Por Sixto Vladimir Marrero

Al formalizar una relación de noviazgo, todos hemos oído hablar del famoso anillo de compromiso, anhelado por las mujeres y causante de dolores de cabeza para muchos hombres.


Si nos adentramos en la tradición y el significado de este gesto, algunos habrán escuchado algún comentario, pero pocos conocerán su origen.


Esta costumbre se originó en Australia en 1947, cuando el Archiduque Maximiliano le entregó a Maria Bergoña un anillo de oro con un diamante como muestra de su amor.


Aunque se dice que en la antigüedad, los hombres romanos regalaban anillos a sus esposas como símbolo de unión y pertenencia.
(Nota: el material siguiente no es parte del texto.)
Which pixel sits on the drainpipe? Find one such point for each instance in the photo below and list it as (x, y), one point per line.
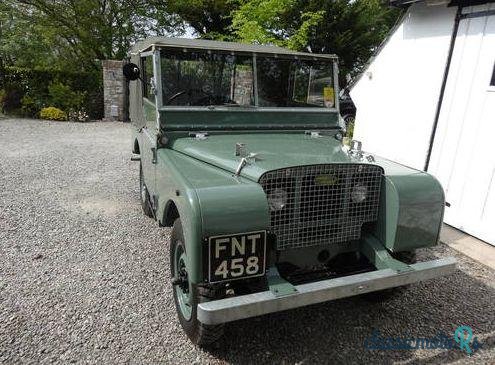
(458, 17)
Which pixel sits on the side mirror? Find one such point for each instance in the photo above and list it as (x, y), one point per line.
(131, 71)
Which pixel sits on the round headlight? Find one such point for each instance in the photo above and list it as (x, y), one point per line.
(359, 193)
(277, 199)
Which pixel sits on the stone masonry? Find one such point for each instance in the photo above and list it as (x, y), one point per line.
(114, 90)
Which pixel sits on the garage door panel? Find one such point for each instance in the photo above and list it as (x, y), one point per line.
(463, 156)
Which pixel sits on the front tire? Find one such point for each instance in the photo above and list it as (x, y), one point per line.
(188, 295)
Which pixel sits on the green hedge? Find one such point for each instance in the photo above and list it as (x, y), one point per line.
(27, 91)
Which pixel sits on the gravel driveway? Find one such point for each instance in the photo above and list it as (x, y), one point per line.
(84, 275)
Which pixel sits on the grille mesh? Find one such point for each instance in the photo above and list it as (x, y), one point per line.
(319, 209)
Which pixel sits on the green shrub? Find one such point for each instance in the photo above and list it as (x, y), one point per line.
(29, 106)
(52, 113)
(10, 98)
(85, 90)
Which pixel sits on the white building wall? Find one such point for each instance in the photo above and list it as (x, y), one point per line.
(404, 80)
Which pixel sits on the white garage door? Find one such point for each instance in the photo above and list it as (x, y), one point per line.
(463, 156)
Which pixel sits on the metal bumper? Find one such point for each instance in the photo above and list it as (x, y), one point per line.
(246, 306)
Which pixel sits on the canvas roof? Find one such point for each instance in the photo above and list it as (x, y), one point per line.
(187, 43)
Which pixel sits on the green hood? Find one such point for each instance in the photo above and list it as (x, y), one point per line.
(274, 151)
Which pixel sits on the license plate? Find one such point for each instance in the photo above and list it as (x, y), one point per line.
(239, 256)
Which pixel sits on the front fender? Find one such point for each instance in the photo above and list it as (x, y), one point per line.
(411, 208)
(210, 201)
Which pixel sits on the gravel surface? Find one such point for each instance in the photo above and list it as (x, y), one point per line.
(84, 274)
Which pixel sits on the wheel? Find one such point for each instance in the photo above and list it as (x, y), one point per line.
(187, 296)
(407, 257)
(145, 196)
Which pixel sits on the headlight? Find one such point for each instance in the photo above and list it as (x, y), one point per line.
(359, 193)
(277, 199)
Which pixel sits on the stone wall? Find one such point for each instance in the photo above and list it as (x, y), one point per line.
(114, 86)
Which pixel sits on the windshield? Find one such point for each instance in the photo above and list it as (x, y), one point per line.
(294, 83)
(201, 78)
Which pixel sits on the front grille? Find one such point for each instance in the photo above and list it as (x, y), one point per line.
(319, 208)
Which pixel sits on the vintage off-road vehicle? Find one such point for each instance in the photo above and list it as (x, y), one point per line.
(241, 153)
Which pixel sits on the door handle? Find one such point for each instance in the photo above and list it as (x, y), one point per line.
(153, 152)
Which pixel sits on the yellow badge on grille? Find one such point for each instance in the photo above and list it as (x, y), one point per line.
(325, 180)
Los componentes del anillo tienen un significado profundo: un aro de metal precioso, preferiblemente oro o plata, cuya forma circular simboliza que el amor prometido no tiene principio ni fin, y un diamante como signo de confianza, compromiso y eternidad.


Los diamantes son prácticamente indestructibles y duraderos. En 1947, el francés Gerety creó el eslogan más famoso del siglo XX: "Un diamante es para siempre".
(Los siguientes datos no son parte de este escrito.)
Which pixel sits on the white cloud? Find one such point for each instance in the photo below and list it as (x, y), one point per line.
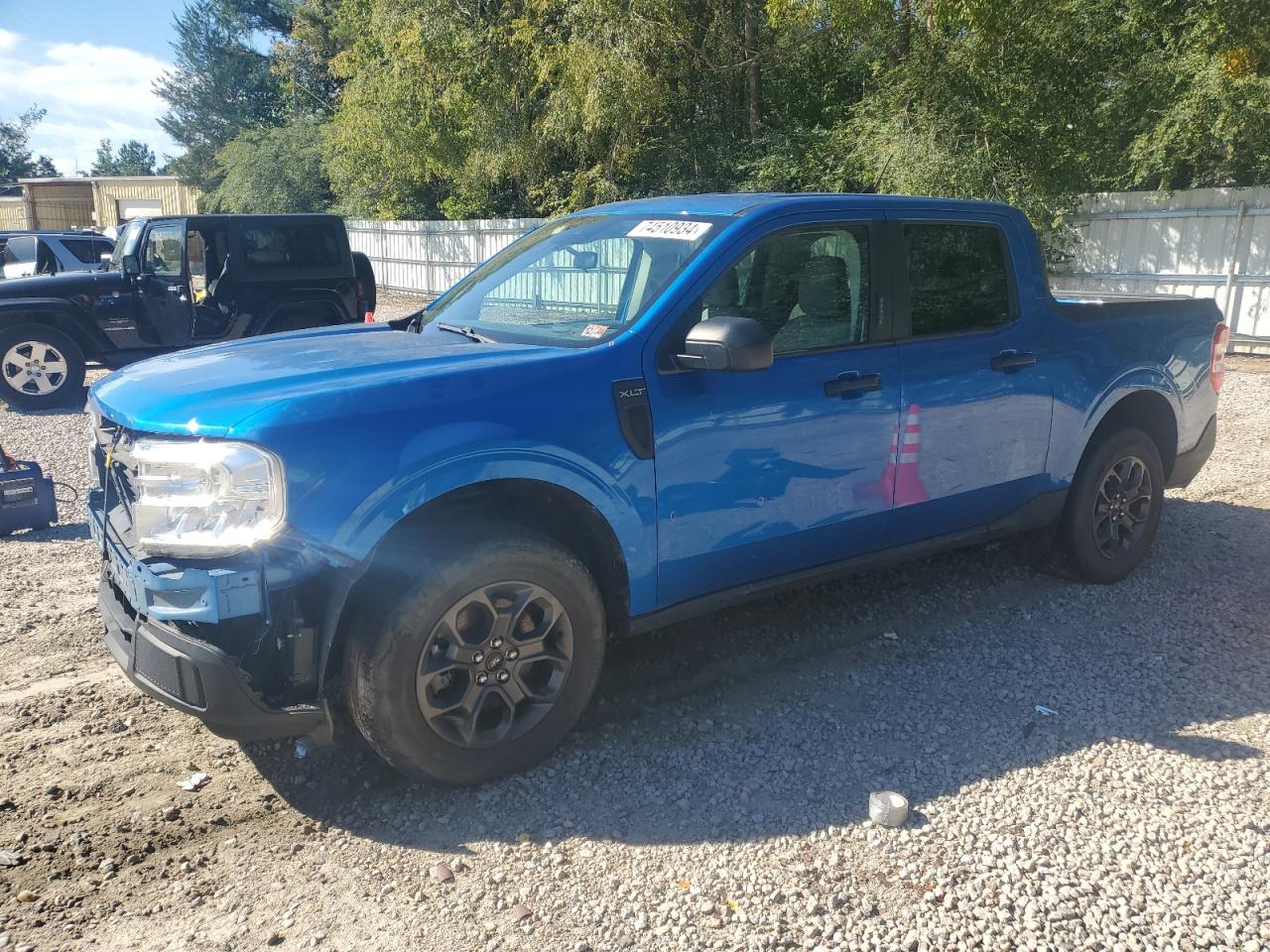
(90, 93)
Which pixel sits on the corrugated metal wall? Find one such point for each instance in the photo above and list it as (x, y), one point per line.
(62, 206)
(1202, 243)
(13, 213)
(177, 198)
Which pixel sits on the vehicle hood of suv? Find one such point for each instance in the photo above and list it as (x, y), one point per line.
(66, 285)
(206, 391)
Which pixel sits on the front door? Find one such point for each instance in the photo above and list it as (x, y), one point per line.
(976, 397)
(167, 309)
(767, 472)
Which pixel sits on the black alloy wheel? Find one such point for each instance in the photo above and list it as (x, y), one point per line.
(494, 664)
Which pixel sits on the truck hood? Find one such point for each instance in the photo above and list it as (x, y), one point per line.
(66, 285)
(206, 391)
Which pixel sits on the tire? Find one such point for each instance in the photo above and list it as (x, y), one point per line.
(48, 389)
(423, 638)
(1112, 511)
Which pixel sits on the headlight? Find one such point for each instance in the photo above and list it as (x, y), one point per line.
(206, 497)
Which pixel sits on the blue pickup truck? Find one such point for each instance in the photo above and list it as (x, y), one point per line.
(635, 414)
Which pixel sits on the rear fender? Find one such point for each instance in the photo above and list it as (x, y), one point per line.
(1066, 458)
(326, 301)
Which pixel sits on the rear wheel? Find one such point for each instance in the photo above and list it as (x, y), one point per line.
(40, 367)
(474, 654)
(1112, 511)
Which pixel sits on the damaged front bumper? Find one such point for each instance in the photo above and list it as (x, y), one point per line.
(240, 643)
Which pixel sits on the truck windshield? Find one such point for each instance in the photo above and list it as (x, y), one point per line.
(578, 281)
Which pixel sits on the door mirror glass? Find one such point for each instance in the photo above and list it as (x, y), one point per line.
(726, 343)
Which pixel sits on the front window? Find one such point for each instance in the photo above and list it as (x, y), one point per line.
(126, 243)
(578, 281)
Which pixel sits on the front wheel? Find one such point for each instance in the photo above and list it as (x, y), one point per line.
(40, 367)
(1112, 511)
(471, 655)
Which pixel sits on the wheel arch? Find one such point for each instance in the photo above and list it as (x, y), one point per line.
(327, 304)
(548, 508)
(1147, 409)
(56, 313)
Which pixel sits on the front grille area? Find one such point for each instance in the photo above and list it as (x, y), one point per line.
(112, 444)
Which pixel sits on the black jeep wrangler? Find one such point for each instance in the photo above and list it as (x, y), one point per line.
(175, 284)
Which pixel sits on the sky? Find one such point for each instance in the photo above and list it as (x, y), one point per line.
(91, 64)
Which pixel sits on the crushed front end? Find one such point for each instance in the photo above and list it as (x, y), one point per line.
(238, 640)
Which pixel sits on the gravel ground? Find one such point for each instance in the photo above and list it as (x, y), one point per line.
(716, 793)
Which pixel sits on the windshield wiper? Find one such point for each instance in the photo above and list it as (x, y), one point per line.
(463, 331)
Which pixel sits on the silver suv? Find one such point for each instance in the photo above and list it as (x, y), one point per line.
(53, 253)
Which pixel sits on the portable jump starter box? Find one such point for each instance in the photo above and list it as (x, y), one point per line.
(27, 499)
Antiguamente, la novia recibía el anillo que se colocaba en el tercer dedo de la mano izquierda, creyendo que en él se encontraba la vena llamada "amoris", la vena del amor que corre directamente hacia el corazón.


Como respuesta al compromiso y a la propuesta, la novia solía regalar un reloj al novio, simbolizando que lo amaría todo el tiempo.
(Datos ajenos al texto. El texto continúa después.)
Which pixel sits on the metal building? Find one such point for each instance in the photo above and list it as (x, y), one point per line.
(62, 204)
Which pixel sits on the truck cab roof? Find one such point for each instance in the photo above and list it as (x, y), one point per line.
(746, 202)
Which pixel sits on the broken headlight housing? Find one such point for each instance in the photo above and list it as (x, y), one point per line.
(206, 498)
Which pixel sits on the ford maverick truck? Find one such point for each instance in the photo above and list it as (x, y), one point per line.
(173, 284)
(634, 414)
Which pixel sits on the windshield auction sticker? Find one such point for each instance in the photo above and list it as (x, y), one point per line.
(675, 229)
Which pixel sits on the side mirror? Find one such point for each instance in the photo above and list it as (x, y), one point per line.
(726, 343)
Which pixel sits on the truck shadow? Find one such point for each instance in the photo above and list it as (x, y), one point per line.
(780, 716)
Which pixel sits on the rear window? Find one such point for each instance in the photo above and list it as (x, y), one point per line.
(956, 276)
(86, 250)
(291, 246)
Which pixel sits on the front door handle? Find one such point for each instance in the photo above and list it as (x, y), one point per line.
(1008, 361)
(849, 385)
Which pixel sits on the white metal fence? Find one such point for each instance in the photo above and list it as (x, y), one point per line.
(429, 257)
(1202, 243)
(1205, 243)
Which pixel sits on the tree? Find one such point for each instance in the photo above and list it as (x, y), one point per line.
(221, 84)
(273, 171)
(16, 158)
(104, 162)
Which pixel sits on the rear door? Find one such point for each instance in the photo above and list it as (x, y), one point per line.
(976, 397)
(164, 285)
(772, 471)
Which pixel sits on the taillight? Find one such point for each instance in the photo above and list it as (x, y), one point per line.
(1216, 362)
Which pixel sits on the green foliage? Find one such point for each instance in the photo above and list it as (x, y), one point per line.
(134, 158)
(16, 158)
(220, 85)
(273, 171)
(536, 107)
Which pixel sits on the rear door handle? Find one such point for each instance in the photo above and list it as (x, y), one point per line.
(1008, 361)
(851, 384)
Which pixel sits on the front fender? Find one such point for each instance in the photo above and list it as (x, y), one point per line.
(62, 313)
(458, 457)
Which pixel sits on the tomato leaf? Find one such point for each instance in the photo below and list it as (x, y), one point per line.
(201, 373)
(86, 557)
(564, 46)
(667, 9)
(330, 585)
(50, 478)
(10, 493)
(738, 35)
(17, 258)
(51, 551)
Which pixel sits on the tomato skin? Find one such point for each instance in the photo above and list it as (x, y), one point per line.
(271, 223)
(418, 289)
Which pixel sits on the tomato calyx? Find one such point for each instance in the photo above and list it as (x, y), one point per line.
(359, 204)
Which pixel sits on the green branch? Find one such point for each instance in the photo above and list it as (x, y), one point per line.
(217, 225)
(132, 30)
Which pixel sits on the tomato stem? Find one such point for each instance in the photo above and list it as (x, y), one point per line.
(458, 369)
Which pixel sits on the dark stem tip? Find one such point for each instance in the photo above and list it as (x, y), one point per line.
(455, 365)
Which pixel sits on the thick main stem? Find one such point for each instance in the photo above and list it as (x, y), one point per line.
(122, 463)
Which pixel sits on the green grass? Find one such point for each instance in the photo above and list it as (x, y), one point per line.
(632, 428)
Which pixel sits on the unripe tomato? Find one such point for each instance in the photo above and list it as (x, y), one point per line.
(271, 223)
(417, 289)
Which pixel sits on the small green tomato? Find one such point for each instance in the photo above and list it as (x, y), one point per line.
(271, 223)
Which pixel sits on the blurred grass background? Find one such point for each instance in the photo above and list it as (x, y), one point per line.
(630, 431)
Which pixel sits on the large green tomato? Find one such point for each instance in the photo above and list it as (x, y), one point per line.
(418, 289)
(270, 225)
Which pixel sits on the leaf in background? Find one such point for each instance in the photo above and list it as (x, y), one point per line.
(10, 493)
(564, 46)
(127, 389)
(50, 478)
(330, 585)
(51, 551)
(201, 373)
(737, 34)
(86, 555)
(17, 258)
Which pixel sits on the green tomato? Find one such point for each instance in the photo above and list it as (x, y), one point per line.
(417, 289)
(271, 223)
Ahora nos planteamos: ¿El valor económico del anillo se traduce en el amor del novio por la novia? ¿Es necesario seguir una tradición que a menudo nos endeuda para que las mujeres sientan la emoción de la felicidad?


Si profundizamos en este tema, cada persona tendrá su punto de vista, ya sea considerando que el amor no se compra y debe ser auténtico, o deseando mantener la tradición que encierra cierto romanticismo. Sin embargo, pienso que el amor debe ser genuino, sin importar los objetos materiales, y que un anillo no marca la diferencia ni garantiza un amor eterno.